Interview: How I started a coffee company

Tommy Thwaites is the Owner of Coda Coffee (https://www.codacoffee.com/), a wholesale coffee company. We interviewed Tommy live in front of a high school audience in Colorado.

I've been professionally involved in coffee for the last 14 years. I'm 32 now. I started when I was 18 years old.

Most of us drink coffee so we can go to work. You go to work so we can drink coffee. You're the owner of a wholesale coffee company with your brother Tim. But this wasn't on your radar until late in your high school career.

In high school I was a mechanic. I was working on lawnmowers, chainsaws...that kind of stuff. Getting dirty every day of my life. It was a good job. Paid well for high school. I could go out on weekends and put gas in my car.

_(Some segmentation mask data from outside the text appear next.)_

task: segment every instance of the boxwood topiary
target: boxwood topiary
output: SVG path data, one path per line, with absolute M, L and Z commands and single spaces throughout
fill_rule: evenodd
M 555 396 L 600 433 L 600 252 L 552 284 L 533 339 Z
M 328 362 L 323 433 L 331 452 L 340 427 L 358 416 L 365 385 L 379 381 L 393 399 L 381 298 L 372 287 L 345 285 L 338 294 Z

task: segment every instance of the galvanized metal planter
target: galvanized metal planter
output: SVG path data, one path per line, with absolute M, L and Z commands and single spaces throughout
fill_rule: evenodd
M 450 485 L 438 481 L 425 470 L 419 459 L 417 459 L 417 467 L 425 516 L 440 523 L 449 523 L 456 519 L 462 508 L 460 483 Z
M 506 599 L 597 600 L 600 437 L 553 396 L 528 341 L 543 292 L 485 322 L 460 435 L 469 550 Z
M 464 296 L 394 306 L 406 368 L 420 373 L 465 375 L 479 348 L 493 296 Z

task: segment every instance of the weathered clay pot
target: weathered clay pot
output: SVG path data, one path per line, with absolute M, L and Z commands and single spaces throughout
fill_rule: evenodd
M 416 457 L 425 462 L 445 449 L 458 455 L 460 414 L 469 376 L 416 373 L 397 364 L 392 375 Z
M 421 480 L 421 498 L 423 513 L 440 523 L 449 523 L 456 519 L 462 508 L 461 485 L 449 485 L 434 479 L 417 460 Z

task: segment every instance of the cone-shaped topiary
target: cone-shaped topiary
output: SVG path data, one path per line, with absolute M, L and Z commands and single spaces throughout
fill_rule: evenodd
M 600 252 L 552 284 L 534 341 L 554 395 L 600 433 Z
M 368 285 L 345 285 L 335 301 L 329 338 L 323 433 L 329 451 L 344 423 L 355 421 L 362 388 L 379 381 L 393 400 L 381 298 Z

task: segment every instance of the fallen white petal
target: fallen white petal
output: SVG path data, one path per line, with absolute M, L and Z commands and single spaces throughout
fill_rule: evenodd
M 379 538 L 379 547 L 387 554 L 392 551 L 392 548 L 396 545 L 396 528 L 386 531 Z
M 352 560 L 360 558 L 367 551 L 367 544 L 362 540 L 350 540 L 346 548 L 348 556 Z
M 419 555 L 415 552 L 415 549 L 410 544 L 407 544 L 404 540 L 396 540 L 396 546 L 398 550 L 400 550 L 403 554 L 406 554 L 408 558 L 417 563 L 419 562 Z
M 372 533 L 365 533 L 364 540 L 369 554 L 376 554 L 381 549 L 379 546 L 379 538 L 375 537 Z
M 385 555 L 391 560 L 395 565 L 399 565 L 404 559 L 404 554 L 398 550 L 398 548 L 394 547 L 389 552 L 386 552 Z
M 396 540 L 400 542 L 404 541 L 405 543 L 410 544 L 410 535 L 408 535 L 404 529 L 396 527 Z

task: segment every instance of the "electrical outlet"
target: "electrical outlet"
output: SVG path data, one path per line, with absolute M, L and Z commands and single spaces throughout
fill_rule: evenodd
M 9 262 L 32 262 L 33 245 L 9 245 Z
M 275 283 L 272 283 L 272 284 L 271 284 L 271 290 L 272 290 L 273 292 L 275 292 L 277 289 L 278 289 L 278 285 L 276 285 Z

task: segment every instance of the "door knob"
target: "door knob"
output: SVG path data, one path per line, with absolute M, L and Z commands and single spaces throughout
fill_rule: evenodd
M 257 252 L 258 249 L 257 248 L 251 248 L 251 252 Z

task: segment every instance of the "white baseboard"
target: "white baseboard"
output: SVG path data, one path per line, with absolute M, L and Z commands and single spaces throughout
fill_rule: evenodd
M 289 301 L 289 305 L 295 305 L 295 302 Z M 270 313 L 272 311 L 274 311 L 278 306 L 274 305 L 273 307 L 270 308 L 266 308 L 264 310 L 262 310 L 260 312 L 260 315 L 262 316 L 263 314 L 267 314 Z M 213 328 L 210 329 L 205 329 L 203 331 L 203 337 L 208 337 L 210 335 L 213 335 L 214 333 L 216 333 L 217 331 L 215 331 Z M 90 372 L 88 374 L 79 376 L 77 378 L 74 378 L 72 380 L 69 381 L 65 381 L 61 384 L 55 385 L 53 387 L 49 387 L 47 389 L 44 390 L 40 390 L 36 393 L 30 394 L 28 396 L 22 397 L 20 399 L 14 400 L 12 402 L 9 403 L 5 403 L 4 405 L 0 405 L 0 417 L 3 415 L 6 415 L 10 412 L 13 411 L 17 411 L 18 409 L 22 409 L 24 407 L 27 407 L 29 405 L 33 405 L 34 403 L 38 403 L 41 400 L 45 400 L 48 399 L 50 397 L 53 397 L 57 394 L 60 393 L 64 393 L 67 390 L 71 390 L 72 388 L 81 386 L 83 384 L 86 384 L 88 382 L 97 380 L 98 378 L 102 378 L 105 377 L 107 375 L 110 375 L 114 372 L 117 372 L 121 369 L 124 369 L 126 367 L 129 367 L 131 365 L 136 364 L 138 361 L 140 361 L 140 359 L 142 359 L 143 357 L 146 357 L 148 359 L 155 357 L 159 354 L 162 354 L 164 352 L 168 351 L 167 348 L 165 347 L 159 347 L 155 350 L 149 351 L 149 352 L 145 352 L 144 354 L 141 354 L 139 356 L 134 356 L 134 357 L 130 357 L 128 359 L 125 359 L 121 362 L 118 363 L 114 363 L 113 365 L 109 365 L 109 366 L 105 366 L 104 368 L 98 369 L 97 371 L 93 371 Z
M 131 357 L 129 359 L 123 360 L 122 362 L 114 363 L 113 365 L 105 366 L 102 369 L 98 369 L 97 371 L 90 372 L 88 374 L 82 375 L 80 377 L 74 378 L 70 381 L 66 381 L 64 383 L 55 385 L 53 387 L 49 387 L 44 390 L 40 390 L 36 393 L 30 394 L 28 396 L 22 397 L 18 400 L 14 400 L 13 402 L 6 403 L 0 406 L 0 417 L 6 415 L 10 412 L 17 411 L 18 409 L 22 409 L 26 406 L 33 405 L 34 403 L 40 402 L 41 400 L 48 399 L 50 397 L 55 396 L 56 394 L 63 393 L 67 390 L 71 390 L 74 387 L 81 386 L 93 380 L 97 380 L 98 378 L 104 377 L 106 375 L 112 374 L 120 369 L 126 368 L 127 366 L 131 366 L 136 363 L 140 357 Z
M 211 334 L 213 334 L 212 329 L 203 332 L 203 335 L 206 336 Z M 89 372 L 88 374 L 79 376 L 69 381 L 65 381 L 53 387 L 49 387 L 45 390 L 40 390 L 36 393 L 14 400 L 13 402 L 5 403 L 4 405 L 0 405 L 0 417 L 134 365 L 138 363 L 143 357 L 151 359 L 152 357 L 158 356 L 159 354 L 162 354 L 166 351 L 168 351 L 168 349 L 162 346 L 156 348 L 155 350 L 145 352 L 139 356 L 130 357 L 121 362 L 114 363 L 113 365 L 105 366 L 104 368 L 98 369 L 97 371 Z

The core essentials when you are 17 years old.

But, I was just tired of getting dirty.

So while you're working a stable job in a specific trade, one of your buddies from community college started a wholesale coffee business. Coffee is a risky business. Fourteen years ago, it was an almost futile enterprise. That made your friend's proposition to you interesting, but a definite gamble. A gamble your parents didn't want you to take.

My friend's proposition was that if I was tired of being dirty every day, why don't I come help them out. It's pretty fun. You can sweep floors, fill orders. Once in awhile you can deliver. And we'll go from there.

I remember going to my Mom and Dad to talk with them. They're like, "you're crazy. You shouldn't do this. You have a decent paying job. It's steady. Don't go into coffee. It's risky, and it's going to ruin paying for college."

That kind of thing.

wholesale coffee company coda coffee

They say you can't win what you don't put on the table. But you quit your job to work for a two man coffee operation. You laid down a significant bet. Luckily, it paid off.

We were 800 square feet in a fruit stand next to their dad's gas station. Eight and a half years later when I left that company, we were in 50,000 square feet with $15 million in sales per year. My title was Executive Vice President.

Over the next few years you continued to work with your passion of coffee. You travel the world judging coffee making competitions, training baristas, and visiting tropical locations where raw beans come from. You stay intimately involved in the world of coffee, from origin to distribution at retail outlets.

Then you and your brother decide you want to become partners in a wholesale coffee company. And you find eager investors in the most unlikely of places.

My parents came full circle and actually invested their 401(k) in our company. My dad hangs out at the office quite a bit, just to drink coffee and read the paper and be in the way for the most part...but we love him to death. He will tell that story to anyone that's willing to listen.

My dad hated 15 years of work, at least. He told us that if we could do something you enjoy, and not be where I'm at in 15 years, I'm all about supporting it.

You and your brother Tim manage all aspects of the business. Aside from working jobs that you're passionate about, you've developed an expert skill set in a field that you have a genuine curiosity for. Which, even when it's not easy, makes all the work worth it.

Looking back, I have no reservations. It's been a total blessing. I love every day of it. But it hasn't been easy. It has not been this grand cake walk to making millions of dollars.

It's nothing like that at all. It's hard work. "The money will come" is definitely our sort of mantra right now. But at least we enjoy doing it.